Zäune, Stacheldraht, Soldaten – besonders die südöstlichen EU-Staaten verstärken die Befestigung ihrer Grenzen. Nach Bulgarien und Griechenland schottet sich nun auch Ungarn mit einem mehrere Meter hohen, stacheldrahtbewehrten „Grenzzaun“ gegen Flüchtlinge ab – und verhindert damit präventiv deren Weiterreise in die Bundesrepublik.
Weil selbst die quasimilitärische Befestigung der EU-Außengrenzen mutmaßlich nicht ausreichen wird, um die unerwünschte Einreise von Flüchtlingen umfassend zu verhindern, dringt Berlin nun mit aller Macht auf die Errichtung sogenannter Aufnahmezentren („Reception Centres“) in EU-Randstaaten und in angrenzenden Ländern. In ihnen sollen im Idealfall sämtliche Flüchtlinge sofort nach ihrer Einreise versammelt werden, um sie einem vereinheitlichten Kontrollmechanismus zu unterziehen. Im aktuellen EU-Jargon ist von einem „Hotspot-Ansatz“ die Rede.
Nach den neuen EU-Plänen sollen ankommende Flüchtlinge in den Flüchtlingslagern zunächst einem medizinischen „Screening“ und dann einem Prozess der „Identifizierung“ und „Registrierung“ unterzogen werden. Nach Möglichkeit folgt ein „Debriefing“ – eine behördliche Befragung vor allem über Fluchtrouten und Fluchthelfer. Wer sich der Entnahme von Fingerabdrücken verweigert, kann inhaftiert oder gar abgeschoben werden. Es folgt ein „Dublin Check“, mit dem offiziell festgestellt wird, ob der Einreisestaat für ein Asylverfahren zuständig ist. Ein „beschleunigtes Verfahren“ soll gegebenenfalls eine rasche Abschiebung ermöglichen. Die deutschen Behörden würden damit weitestgehend entlastet. Berlin macht entsprechend Druck. „Wir können keine Verzögerungen akzeptieren“, erklärte Bundeskanzlerin Angela Merkel. Ein erstes „Reception Centre“ befindet sich im italienischen Catania (Sizilien) bereits im Aufbau; ein zweites im griechischen Piräus ist geplant.

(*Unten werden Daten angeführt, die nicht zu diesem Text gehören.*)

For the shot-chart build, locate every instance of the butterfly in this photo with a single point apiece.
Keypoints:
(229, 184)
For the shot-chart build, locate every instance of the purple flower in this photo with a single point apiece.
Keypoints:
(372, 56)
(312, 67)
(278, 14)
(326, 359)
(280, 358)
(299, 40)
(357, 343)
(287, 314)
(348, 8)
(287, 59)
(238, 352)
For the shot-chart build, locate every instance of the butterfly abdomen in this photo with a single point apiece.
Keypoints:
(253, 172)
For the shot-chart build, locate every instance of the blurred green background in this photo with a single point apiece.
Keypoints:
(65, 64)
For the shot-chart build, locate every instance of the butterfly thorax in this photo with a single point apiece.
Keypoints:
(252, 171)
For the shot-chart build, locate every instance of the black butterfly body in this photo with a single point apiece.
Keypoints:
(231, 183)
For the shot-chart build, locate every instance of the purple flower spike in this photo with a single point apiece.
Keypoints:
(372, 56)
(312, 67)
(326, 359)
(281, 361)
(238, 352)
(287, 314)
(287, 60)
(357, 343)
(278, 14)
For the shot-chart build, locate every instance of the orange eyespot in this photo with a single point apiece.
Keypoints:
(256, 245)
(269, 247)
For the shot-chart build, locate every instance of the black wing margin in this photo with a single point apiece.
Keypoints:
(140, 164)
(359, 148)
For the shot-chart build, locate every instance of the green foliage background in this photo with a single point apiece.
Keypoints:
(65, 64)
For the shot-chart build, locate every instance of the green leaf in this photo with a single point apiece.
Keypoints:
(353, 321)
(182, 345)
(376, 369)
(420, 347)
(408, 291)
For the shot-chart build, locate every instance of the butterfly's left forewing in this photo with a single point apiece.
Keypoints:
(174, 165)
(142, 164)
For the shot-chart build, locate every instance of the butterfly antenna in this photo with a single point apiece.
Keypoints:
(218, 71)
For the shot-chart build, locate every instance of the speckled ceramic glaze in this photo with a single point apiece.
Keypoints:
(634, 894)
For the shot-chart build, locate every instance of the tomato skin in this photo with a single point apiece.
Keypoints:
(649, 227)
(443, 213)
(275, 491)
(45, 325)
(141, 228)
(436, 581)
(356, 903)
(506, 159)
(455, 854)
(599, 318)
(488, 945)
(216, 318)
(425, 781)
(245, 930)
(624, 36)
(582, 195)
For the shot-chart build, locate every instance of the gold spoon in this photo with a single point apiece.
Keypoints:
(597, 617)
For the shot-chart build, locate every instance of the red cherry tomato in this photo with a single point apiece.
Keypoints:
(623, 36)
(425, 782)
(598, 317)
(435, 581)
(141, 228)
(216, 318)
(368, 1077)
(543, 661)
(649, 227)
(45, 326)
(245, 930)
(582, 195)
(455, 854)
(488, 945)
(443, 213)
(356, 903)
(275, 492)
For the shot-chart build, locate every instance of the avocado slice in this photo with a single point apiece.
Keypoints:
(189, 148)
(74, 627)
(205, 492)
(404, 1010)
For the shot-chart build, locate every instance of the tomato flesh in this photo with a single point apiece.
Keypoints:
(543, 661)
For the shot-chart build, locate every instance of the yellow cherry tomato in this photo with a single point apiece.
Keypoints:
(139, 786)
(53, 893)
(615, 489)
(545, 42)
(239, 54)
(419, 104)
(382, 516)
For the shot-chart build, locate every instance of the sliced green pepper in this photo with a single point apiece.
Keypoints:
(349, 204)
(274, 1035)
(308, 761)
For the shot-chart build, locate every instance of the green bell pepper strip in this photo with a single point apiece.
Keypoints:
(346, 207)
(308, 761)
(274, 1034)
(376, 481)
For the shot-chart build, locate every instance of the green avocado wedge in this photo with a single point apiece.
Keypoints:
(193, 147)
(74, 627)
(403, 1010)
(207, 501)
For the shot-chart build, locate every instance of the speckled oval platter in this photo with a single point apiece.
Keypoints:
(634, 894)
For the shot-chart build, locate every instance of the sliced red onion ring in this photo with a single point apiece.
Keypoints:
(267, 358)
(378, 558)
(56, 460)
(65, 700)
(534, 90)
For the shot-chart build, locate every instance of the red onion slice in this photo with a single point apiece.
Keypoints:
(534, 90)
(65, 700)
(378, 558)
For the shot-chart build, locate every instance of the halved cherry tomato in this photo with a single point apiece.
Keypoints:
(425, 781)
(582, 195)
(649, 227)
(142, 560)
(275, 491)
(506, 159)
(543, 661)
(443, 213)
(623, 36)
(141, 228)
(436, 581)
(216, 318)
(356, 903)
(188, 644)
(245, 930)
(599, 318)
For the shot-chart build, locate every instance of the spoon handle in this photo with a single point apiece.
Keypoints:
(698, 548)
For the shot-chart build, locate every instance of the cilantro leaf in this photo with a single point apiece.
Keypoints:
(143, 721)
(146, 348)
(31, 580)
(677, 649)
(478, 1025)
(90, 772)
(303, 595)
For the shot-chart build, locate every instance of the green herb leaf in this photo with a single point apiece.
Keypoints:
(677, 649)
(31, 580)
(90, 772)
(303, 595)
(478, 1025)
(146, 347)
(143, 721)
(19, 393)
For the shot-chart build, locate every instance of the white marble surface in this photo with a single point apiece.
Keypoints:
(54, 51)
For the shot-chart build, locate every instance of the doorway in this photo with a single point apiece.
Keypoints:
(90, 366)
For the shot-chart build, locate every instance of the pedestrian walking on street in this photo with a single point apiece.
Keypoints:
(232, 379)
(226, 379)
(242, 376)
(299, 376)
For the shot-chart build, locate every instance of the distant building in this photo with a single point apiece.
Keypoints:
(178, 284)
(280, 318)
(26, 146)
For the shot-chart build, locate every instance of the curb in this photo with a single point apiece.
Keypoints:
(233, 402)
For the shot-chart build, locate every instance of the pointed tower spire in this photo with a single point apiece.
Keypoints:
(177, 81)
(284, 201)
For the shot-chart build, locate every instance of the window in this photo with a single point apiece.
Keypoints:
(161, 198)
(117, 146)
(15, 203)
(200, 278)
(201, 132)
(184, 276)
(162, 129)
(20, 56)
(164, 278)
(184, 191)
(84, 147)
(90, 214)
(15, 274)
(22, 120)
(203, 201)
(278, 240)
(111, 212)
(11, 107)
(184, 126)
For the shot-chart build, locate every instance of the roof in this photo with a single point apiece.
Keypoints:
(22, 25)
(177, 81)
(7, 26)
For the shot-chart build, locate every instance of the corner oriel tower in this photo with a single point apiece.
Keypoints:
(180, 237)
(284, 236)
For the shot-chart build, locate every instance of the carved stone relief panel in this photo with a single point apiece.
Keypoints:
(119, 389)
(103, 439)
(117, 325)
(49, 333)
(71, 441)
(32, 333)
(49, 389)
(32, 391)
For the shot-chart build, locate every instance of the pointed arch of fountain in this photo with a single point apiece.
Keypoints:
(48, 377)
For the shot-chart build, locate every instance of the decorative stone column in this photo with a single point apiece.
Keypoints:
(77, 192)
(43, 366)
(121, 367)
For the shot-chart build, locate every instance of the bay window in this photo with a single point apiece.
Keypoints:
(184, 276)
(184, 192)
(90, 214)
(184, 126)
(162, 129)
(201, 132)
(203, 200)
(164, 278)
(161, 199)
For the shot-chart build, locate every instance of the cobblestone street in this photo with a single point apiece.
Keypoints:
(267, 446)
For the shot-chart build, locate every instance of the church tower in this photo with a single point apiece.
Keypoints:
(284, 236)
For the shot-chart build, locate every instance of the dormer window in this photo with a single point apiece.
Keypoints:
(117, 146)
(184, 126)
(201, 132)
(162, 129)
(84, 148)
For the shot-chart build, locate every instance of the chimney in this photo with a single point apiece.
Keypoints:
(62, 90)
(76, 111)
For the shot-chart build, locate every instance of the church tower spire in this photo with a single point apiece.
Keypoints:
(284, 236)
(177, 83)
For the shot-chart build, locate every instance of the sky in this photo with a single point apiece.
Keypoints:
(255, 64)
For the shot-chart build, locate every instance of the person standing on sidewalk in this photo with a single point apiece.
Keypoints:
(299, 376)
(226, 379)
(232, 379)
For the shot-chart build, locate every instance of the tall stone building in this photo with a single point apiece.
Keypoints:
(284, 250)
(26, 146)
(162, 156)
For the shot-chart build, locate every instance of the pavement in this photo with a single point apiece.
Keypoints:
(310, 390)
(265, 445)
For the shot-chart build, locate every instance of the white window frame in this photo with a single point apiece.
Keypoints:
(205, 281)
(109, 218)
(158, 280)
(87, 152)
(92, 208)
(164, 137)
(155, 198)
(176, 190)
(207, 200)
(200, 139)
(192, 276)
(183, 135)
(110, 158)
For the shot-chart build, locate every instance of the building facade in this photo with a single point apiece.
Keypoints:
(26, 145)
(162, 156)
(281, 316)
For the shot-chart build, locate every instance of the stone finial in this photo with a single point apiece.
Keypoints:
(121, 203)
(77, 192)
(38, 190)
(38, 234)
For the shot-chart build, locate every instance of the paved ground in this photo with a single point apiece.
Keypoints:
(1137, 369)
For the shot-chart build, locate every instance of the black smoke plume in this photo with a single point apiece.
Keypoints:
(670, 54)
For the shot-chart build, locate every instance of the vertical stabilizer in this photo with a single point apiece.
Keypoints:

Innenminister de Maizière plädiert dafür, vergleichbare Einrichtungen auch außerhalb der EU zu etablieren. Entsprechende Pläne hatte bereits im Jahr 2004 der damalige Bundesinnenminister Otto Schily (SPD) verfolgt und dafür geworben, Flüchtlingslager in Libyen zu errichten. Daraus ist nichts geworden, und nach dem Zerfall Libyens, den die NATO 2011 mit ihrem Krieg zum Sturz von Muammar al Gaddafi einleitete, ist das Land zum unkontrollierbaren Transitland von Flüchtlingen geworden.
De Maizière spricht sich daher für den Aufbau eines EU-finanzierten Flüchtlingszentrums in der Türkei aus. Zwar leiste das Land mit seinen Flüchtlingslagern „an der Grenze zu Syrien“ viel, erklärt der Bundesinnenminister; tatsächlich gewährt Ankara zur Zeit fast zwei Millionen Syrern Schutz. Allerdings warteten „in der Gegend von Izmir viele, viele tausend Menschen, vielleicht Hunderttausende auf ihre Ausreise nach Europa“, behauptete de Maizière Ende vergangener Woche in einem Interview: „Auch dort – glaube ich – muss gegebenenfalls ein großes Flüchtlingslager gebaut werden, um von dort dann zu entscheiden, wer nach Europa kommen kann“.